Generating power from water droplets in the atmosphere may just become one of the most striking and promising discoveries of the year. In a study funded by the U.S. Department of Energy, the MIT researcher Nenad Milijkovic and team demonstrate that electric charge is detected as water droplets attached to superhydrophobic surfaces bounce away.
This discovery was made after a number of experiments with charged electrodes. The team discovered that when the droplets condense onto the positively charged surface, given that there are at least two droplets that can coalesce, these do a spontaneous jump, releasing energy. The team also performed the experiment with a negatively charged surface, noticing that the droplets are attracted to it, meaning that the release of energy occurs due to a net positive electrical charge formed during the jump.
The authors explain that the effect is due to a naturally formed electric double layer on the surface of the droplets. During the coalesce of two or more droplets, the charge separates, leaving some of it on the droplet, and the remaining charge on the surface.

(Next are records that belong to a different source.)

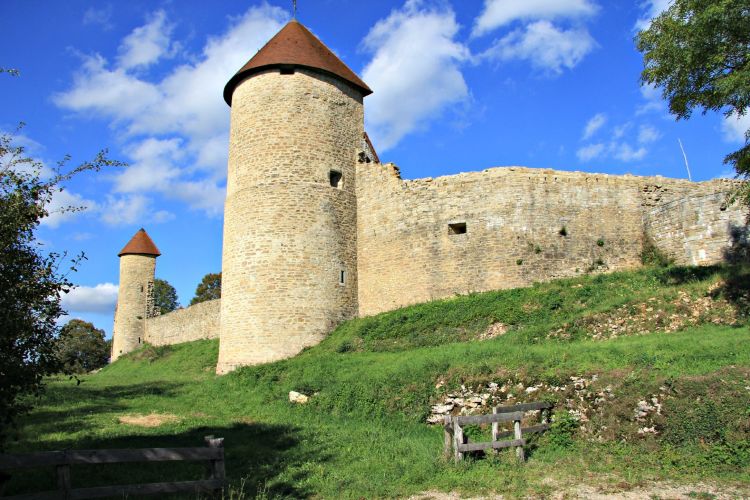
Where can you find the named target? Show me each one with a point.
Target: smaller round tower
(135, 299)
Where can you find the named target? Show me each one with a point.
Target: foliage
(563, 429)
(697, 52)
(81, 347)
(165, 297)
(208, 289)
(31, 280)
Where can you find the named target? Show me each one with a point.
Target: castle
(318, 231)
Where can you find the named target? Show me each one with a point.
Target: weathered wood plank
(525, 430)
(517, 434)
(204, 486)
(41, 459)
(43, 495)
(488, 419)
(524, 407)
(491, 445)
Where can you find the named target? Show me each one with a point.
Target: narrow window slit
(336, 179)
(457, 228)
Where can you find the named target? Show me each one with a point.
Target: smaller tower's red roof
(140, 244)
(294, 45)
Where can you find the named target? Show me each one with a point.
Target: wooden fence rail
(213, 454)
(456, 441)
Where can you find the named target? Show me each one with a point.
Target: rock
(298, 397)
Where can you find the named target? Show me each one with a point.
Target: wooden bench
(456, 443)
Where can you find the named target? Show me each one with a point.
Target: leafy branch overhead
(698, 52)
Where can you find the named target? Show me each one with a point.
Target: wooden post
(447, 436)
(63, 480)
(458, 438)
(517, 435)
(495, 425)
(217, 470)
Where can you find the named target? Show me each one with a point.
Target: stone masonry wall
(514, 218)
(288, 233)
(197, 322)
(700, 227)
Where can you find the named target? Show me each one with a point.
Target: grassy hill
(649, 370)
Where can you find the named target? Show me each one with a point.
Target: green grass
(363, 432)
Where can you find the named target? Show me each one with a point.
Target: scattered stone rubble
(582, 396)
(654, 315)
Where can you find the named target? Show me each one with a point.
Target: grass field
(679, 333)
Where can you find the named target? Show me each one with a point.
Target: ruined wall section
(197, 322)
(409, 253)
(698, 226)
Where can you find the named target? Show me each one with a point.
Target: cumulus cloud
(414, 70)
(590, 152)
(100, 298)
(648, 134)
(650, 10)
(176, 124)
(546, 46)
(594, 124)
(65, 206)
(147, 44)
(497, 13)
(735, 126)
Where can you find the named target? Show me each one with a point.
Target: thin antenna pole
(685, 156)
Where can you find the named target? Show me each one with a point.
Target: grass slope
(374, 379)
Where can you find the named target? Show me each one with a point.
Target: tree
(208, 289)
(81, 347)
(698, 52)
(31, 280)
(165, 297)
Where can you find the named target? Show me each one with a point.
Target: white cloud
(594, 124)
(121, 210)
(177, 124)
(627, 153)
(146, 44)
(544, 45)
(497, 13)
(98, 16)
(591, 151)
(735, 126)
(651, 9)
(648, 134)
(415, 53)
(65, 206)
(97, 299)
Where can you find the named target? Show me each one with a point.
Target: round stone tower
(289, 268)
(135, 299)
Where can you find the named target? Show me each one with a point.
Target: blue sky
(458, 86)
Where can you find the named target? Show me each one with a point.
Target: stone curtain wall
(197, 322)
(699, 227)
(514, 218)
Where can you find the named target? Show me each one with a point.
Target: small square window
(336, 179)
(457, 228)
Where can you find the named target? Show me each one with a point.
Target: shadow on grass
(73, 418)
(259, 461)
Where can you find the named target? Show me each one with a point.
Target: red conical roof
(140, 244)
(294, 45)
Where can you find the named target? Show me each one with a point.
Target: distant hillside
(649, 371)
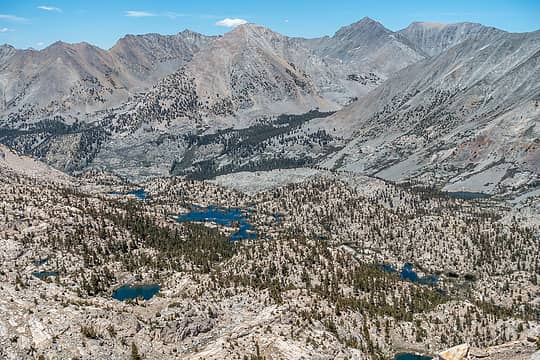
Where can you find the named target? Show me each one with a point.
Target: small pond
(44, 274)
(131, 292)
(224, 217)
(411, 356)
(139, 194)
(39, 262)
(409, 274)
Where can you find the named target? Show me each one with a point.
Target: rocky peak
(365, 26)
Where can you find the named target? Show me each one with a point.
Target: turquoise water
(40, 262)
(407, 273)
(135, 291)
(224, 217)
(44, 274)
(410, 356)
(139, 194)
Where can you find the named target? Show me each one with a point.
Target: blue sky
(37, 24)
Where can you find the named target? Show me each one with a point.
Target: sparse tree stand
(135, 352)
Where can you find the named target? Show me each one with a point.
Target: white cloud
(173, 15)
(49, 8)
(12, 18)
(231, 22)
(133, 13)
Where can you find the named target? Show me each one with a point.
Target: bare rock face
(434, 38)
(444, 119)
(82, 78)
(459, 352)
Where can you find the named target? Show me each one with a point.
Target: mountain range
(455, 105)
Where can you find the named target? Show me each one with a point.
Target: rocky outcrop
(459, 352)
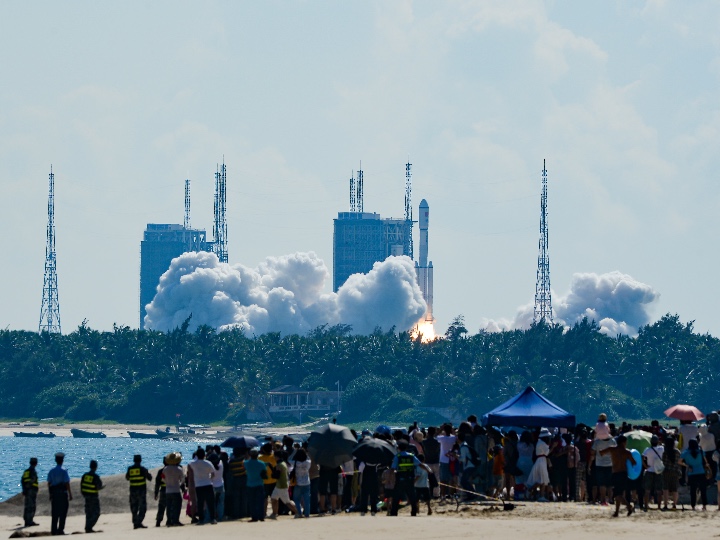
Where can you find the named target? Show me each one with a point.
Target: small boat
(143, 435)
(82, 434)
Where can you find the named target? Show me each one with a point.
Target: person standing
(431, 449)
(174, 486)
(695, 461)
(203, 474)
(256, 472)
(90, 486)
(301, 491)
(60, 495)
(161, 495)
(138, 476)
(404, 465)
(29, 483)
(619, 456)
(238, 484)
(282, 487)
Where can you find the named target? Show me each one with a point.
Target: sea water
(113, 454)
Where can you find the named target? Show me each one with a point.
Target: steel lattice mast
(359, 195)
(220, 224)
(408, 204)
(186, 221)
(543, 299)
(50, 308)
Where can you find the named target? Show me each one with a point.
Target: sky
(127, 99)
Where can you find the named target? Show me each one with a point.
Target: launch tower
(220, 223)
(50, 308)
(543, 300)
(423, 267)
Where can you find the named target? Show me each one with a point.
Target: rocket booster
(423, 268)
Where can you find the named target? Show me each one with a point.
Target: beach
(560, 521)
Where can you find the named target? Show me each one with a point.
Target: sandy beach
(555, 520)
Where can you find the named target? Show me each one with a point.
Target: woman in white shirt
(539, 476)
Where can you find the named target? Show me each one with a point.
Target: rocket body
(423, 268)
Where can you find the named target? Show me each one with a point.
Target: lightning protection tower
(50, 308)
(220, 224)
(353, 202)
(186, 221)
(543, 300)
(359, 203)
(408, 206)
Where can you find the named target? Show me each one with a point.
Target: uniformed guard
(90, 486)
(30, 486)
(138, 476)
(404, 465)
(60, 495)
(237, 505)
(160, 495)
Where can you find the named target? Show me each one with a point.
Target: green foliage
(144, 376)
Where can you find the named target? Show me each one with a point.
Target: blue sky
(128, 99)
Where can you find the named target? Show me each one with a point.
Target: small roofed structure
(529, 409)
(290, 399)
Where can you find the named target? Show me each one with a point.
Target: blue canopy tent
(529, 409)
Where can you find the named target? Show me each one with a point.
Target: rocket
(423, 268)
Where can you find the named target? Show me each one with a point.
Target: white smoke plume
(618, 303)
(283, 294)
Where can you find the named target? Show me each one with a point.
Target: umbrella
(331, 445)
(638, 440)
(375, 451)
(244, 441)
(684, 412)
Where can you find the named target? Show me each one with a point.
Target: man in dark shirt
(60, 495)
(138, 476)
(30, 488)
(90, 486)
(431, 449)
(620, 455)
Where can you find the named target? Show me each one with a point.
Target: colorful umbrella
(684, 412)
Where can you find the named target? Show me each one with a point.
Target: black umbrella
(331, 445)
(244, 441)
(375, 451)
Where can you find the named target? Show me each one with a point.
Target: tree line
(131, 375)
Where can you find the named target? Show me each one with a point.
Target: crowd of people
(431, 465)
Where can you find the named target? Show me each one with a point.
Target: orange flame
(425, 330)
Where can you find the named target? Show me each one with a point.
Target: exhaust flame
(425, 330)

If implemented in electricity-generating power plants, the finding of the research published in Nature Communications earlier this week, might significantly improve the efficiency of existing and future facilities by enhancing the ability of the condensers to attract the droplets. This could be done by integrating an external electric field, the authors claim.
In addition to this, Miljkovic and team believe that they can generate electricity from air. This will be made possible if the condenser surface is kept cool using the water of a natural water body. The authors are currently testing this by fitting paralleled metal plates in the open.